Nachrichten Januar 2012


HOLOCAUST: Niederländische Regierung soll sich fürs Wegsehen entschuldigen

Den Haag. AF/De Pers/Telegraaf/VK. 04. Januar 2012.

Wie die niederländische Gratiszeitung De Pers heute meldet, fordern verschiedene Stimmen eine offizielle Entschuldigung der Niederlande für die passive Haltung der niederländischen Exilregierung hinsichtlich der Judenverfolgung während des Zweiten Weltkrieges. Zitiert werden Gerrit Zalm, ehemaliger Finanzminister (VVD), und Els Borst, ehemalige Gesundheitsministerin (D66), in dem letzten Sommer erschienenen Buch Judging The Netherlands des israelischen Holocaust-Forschers Manfred Gerstenfeld. Auch der Populist Geert Wilders (PVV) hat inzwischen für eine offizielle Entschuldigung plädiert.

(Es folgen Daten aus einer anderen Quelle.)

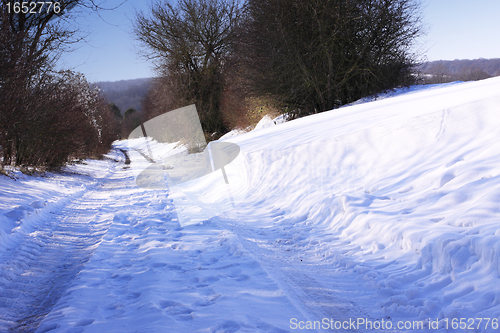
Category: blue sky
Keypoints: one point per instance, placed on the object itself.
(456, 29)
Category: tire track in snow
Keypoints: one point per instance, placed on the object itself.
(312, 288)
(35, 274)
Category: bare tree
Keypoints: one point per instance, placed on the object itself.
(45, 117)
(192, 42)
(316, 55)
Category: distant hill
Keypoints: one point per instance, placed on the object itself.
(464, 70)
(125, 93)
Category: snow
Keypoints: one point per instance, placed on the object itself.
(382, 210)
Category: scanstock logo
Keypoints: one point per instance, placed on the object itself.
(204, 180)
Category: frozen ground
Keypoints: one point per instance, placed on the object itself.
(387, 210)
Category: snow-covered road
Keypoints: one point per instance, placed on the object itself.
(383, 211)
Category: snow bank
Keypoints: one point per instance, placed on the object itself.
(403, 191)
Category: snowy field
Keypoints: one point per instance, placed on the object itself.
(383, 214)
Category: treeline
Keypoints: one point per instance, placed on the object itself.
(47, 117)
(443, 71)
(237, 59)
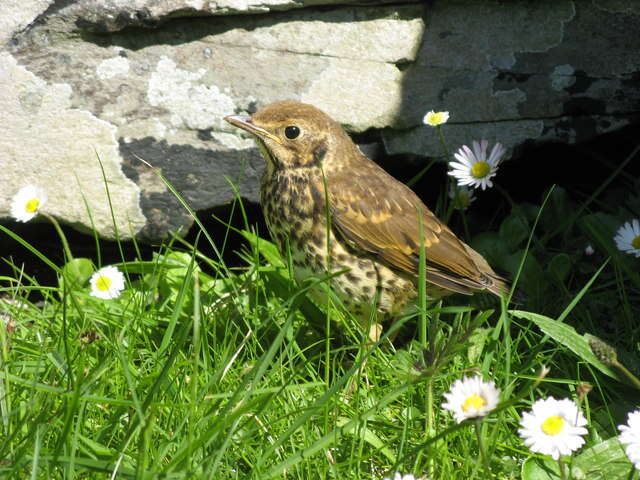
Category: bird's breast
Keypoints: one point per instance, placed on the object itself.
(293, 206)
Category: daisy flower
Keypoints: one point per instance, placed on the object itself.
(462, 197)
(471, 397)
(27, 202)
(630, 437)
(399, 476)
(553, 427)
(433, 119)
(628, 237)
(473, 167)
(107, 283)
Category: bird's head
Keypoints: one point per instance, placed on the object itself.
(291, 134)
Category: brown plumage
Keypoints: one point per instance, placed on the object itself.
(375, 221)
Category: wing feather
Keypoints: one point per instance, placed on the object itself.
(383, 217)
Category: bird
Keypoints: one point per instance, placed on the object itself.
(335, 211)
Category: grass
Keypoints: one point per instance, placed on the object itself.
(201, 371)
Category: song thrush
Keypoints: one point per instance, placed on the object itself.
(316, 175)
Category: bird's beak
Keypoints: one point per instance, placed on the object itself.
(245, 124)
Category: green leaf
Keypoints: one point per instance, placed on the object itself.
(540, 469)
(477, 342)
(267, 249)
(604, 461)
(491, 246)
(559, 268)
(514, 230)
(76, 272)
(567, 336)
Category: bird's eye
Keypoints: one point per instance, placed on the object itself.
(291, 132)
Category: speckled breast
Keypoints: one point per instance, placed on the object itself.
(295, 210)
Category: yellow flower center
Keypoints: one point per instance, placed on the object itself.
(474, 401)
(480, 169)
(436, 118)
(553, 425)
(103, 283)
(32, 205)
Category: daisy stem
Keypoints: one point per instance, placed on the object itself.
(63, 239)
(632, 378)
(428, 405)
(481, 445)
(447, 205)
(563, 470)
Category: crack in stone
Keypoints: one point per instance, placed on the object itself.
(312, 54)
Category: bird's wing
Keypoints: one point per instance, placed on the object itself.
(378, 214)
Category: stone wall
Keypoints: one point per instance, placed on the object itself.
(99, 89)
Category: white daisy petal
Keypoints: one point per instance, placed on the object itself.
(627, 238)
(107, 283)
(462, 197)
(553, 427)
(630, 437)
(471, 397)
(473, 168)
(27, 203)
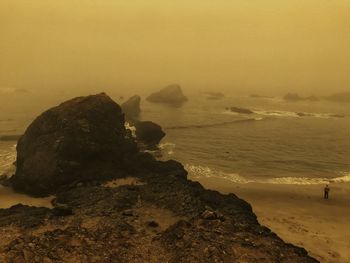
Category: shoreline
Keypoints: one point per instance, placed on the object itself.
(299, 214)
(8, 198)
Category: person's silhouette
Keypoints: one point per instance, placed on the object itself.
(326, 191)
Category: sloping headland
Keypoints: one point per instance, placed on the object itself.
(114, 203)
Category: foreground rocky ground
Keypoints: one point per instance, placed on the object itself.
(115, 203)
(149, 218)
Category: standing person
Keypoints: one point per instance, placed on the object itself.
(326, 191)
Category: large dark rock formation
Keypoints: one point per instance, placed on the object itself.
(131, 108)
(148, 132)
(78, 140)
(241, 110)
(159, 216)
(171, 94)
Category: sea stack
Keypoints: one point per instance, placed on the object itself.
(171, 94)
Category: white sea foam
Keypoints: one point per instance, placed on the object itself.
(197, 172)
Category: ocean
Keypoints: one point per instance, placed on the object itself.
(280, 143)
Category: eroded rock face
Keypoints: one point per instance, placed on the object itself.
(78, 140)
(131, 108)
(171, 94)
(149, 132)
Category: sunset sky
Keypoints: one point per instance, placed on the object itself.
(270, 46)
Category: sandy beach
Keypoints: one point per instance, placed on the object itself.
(299, 214)
(9, 198)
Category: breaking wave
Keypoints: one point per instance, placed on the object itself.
(167, 147)
(197, 171)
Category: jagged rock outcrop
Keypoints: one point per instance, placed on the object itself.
(171, 94)
(131, 108)
(149, 132)
(241, 110)
(72, 142)
(293, 97)
(163, 217)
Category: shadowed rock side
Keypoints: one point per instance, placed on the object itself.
(152, 213)
(171, 94)
(131, 108)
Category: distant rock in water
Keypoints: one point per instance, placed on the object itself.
(149, 132)
(171, 94)
(340, 97)
(131, 108)
(293, 97)
(78, 140)
(241, 110)
(215, 95)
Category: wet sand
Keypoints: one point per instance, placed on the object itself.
(299, 214)
(9, 198)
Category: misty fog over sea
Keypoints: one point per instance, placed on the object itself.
(281, 142)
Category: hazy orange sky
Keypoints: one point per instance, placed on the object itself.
(266, 46)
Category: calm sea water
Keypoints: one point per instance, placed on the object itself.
(273, 145)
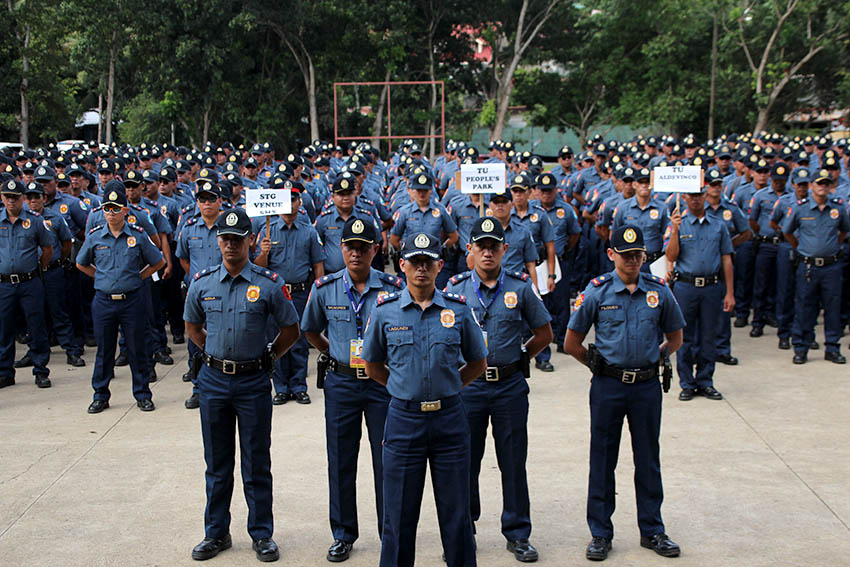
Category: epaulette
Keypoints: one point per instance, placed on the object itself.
(391, 279)
(457, 278)
(387, 298)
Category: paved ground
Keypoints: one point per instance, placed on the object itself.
(760, 478)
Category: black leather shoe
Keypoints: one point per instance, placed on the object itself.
(523, 550)
(302, 397)
(339, 551)
(266, 550)
(710, 393)
(687, 394)
(98, 406)
(835, 357)
(210, 547)
(727, 359)
(661, 544)
(598, 548)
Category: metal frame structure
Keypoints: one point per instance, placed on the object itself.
(390, 137)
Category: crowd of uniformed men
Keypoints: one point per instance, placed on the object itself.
(102, 246)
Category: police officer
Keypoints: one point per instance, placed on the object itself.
(333, 321)
(119, 257)
(502, 301)
(413, 344)
(22, 234)
(822, 226)
(628, 308)
(701, 247)
(234, 300)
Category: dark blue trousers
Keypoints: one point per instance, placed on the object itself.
(107, 316)
(347, 401)
(817, 286)
(227, 402)
(413, 439)
(505, 405)
(29, 296)
(701, 307)
(611, 401)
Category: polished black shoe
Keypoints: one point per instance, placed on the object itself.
(687, 394)
(727, 359)
(266, 550)
(598, 548)
(98, 406)
(661, 544)
(210, 547)
(301, 397)
(339, 551)
(835, 357)
(710, 393)
(523, 550)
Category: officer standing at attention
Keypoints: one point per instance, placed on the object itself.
(628, 308)
(234, 299)
(339, 306)
(119, 256)
(22, 233)
(414, 342)
(822, 226)
(502, 301)
(701, 247)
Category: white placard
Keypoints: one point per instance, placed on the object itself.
(678, 179)
(262, 202)
(483, 178)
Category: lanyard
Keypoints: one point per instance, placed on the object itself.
(356, 307)
(477, 286)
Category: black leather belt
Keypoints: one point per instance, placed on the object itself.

Während des Zweiten Weltkriegs war die niederländische Regierung ins Exil nach London geflüchtet. Mit ihren BBC-Ansprachen wurde Königin Wilhelmina zur moralischen Leitfigur des niederländischen Widerstands, doch dem Thema Judenverfolgung widmete Wilhelmina in ihren Reden nur wenige Sätze. Für diese Untätigkeit der Regierung damals fordern verschiedene Stimmen nun eine offizielle Entschuldigung der heutigen Regierung.

Gerstenfelds Buch Judging the Netherlands (2011) befasst sich mit den Entschädigungsverhandlungen in den Jahren 1997 bis 2000. Damals zahlten die Niederlande der jüdischen Gemeinschaft 314 Millionen Gulden zur Kompensation für im Zweiten Weltkrieg geraubten jüdischen Besitz und Ministerpräsident Wim Kok bekundete tiefes Bedauern über die Behandlung der Juden nach dem Krieg.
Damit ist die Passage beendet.